REST lesson learned: Avoid 204 responses by Mark Seemann
Avoid 204 responses if you're building a HATEOAS application.
This is a lesson about REST API design that I learned while building non-trivial REST APIs. In order to be as supportive of the client as possible, a REST API should not return 204 (No Content) responses.
From the service's perspective, a 204 (No Content) response may be a perfectly valid response to a POST, PUT or DELETE request. Particularly, for a DELETE request it seems very appropriate, because what else can you say?
However, from the perspective of a proper HATEOAS-aware client, a 204 response is problematic because there are no links to follow. When hypermedia acts as the engine of application state, when there are no links, there's no state. In other words, a 204 response throws away all application state.
If a client encounters a 204 response, it can either give up, go to the entry point of the API, or go back to the previous resource it visited. Neither option is particularly good.
Giving up is not a good option if there's still work to do. Essentially, this is equivalent to a crashing client.
Going to the entry point of the API may allow the client to move on, doing what it was doing, but state may still be lost.
Going back (the equivalent of using your browser's back button) may be the best option, but has a couple of problems: First, if the client just did a DELETE, the previous resource in the history may now be gone (it was just deleted). The client would have to go back twice to arrive at a proper resource. Second, while your browser has built-in history, a programmatic HTTP client probably hasn't. You could add that feature to your client, but it would require more work. Once more, it would require the client to maintain state, which means that you'd be moving state from hypermedia to the client. It's just not a HATEOAS-compliant approach.
A good REST API should make it easy to be a client. While this is only a variation of Postel's law, I also like to think of this in terms or courtesy. The service has a lot of information available to it, so it might as well be courteous and help the client by sharing appropriate pieces of information.
Instead of a 204 (No Content) response, tell the client what it can do now.

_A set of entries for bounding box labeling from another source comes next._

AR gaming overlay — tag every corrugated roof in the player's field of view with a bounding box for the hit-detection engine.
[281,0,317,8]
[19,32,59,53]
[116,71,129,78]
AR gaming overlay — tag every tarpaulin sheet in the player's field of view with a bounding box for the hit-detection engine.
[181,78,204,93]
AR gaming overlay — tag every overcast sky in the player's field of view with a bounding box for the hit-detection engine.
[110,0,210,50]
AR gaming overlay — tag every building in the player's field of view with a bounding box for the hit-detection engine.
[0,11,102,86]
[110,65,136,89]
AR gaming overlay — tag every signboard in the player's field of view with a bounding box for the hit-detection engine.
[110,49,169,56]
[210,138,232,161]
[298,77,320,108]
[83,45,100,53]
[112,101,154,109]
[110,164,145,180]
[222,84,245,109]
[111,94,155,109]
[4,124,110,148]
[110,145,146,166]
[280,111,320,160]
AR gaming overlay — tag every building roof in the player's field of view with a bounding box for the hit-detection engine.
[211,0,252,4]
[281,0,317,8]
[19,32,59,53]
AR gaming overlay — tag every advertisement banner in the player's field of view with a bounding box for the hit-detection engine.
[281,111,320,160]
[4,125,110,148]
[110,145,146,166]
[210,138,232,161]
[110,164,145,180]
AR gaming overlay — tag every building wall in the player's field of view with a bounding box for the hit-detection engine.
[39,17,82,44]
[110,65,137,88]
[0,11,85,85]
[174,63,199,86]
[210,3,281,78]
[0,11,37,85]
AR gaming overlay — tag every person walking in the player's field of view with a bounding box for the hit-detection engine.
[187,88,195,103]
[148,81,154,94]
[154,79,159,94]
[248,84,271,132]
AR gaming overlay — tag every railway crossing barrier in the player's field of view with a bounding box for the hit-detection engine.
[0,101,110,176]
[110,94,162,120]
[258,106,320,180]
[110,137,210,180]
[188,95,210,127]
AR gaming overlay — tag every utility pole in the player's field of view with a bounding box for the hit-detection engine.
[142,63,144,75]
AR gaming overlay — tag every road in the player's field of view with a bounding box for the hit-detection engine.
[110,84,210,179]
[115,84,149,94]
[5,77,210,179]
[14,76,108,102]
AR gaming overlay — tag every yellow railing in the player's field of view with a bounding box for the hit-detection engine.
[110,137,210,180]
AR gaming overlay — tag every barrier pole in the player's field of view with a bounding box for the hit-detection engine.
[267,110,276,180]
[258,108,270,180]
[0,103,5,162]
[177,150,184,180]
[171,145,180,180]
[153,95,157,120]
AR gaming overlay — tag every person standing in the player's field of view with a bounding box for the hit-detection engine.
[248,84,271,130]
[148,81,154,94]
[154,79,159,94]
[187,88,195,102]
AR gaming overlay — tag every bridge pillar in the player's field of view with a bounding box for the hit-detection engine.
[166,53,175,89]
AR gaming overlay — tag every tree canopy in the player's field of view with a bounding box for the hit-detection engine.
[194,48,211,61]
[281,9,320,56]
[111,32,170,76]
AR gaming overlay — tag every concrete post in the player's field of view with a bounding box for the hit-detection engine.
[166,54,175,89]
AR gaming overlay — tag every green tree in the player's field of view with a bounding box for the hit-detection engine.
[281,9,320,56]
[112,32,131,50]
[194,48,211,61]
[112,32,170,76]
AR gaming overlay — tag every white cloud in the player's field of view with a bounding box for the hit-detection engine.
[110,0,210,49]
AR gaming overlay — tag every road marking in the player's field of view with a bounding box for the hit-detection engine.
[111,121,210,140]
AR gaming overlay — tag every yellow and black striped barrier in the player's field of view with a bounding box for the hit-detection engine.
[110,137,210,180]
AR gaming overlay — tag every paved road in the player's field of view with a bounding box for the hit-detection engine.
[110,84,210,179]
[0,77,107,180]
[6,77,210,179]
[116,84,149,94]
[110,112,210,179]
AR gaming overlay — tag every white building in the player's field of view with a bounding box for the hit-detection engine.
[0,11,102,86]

Responding to POST requests #
An HTTP POST request often represents some sort of Command - that is: an intent to produce side effects. If the service handles the request synchronously, it should return the result of invoking the Command.
A common POST action is to create a new resource. At the very least, the REST API should return a 201 (Created) with a proper Location header. That's all described in detail in the RESTful Web Services Cookbook.
Even if the API decides to handle the request asynchronously, it can provide one or more links. Actually, the specification of 202 (Accepted) says that the "entity returned with this response SHOULD include an indication of the request's current status and [...] a pointer to a status monitor". That sounds like a link to me.
Responding to PUT requests #
An HTTP PUT request is often intended to update the state of a particular resource. Instead of returning 204 (No Content), the API should be courteous and return the new state of the resource. You may think that this is redundant because the client just transferred the state of the resource to the service, so why pay transmission costs to get the resource back from the service?
Even if a client PUTs the entire state of a resource to the API, the API may still have information about the resource not available to the client. The most universal example is probably the resource's ETag. If the client wishes to do further processing on the resource, it's likely going to need the ETag value sooner or later.
The representation of the resource may also include optional or denormalized data that the client may not have. If that data is optional, the client can make a PUT without it, but it might want that data to display to a user, so it would have to read the latest state of the resource regardless.
Responding to DELETE requests #
A DELETE request represents the intent to delete a resource. Thus, if the service successfully handles a DELETE request, what else can it do than returning a 204 (No Content)? After all, the resource has just been removed.
A resource is often a member of a collection, or otherwise 'owned' by a container. As an example,
http://foo.ploeh.dk/api/tags/rock represents a "rock" tag, but another way of looking at it is that the
/rock resource is contained within the
tags container (which is itself a resource). This should be familiar to Atom Pub users.
Imagine that you want to delete the
http://foo.ploeh.dk/api/tags/rock resource. In order to accomplish that goal, you issue a DELETE request against it. If all your client gets back is a 204 (No Content), it's just lost its context. Where does it go from there? Unless you keep state on the client, you don't know where you came from.
Instead of returning 204 (No Content), the API should be helpful and suggest places to go. In this example I think one obvious link to provide is to
http://foo.ploeh.dk/api/tags - the container from which the client just deleted a resource. Perhaps the client wishes to delete more resources, so that would be a helpful link.
Responding to GET requests #
Returning 204 (No Content) as a response to a GET request is a bit weird, but probably not completely unheard of. Such a resource would represent a flag or semaphore, where the existence of the resource (as opposed to a 404 (Not Found)) signifies something. However, consider being helpful to the client and at least provide a link it can use to move on.
Technically, responding with 204 (No Content) is perfectly valid, but if a REST API does that, its clients lose their current context. A service should be helpful and inform clients where they can go from the current resource. This will make client development easier, and only puts a small burden on the service.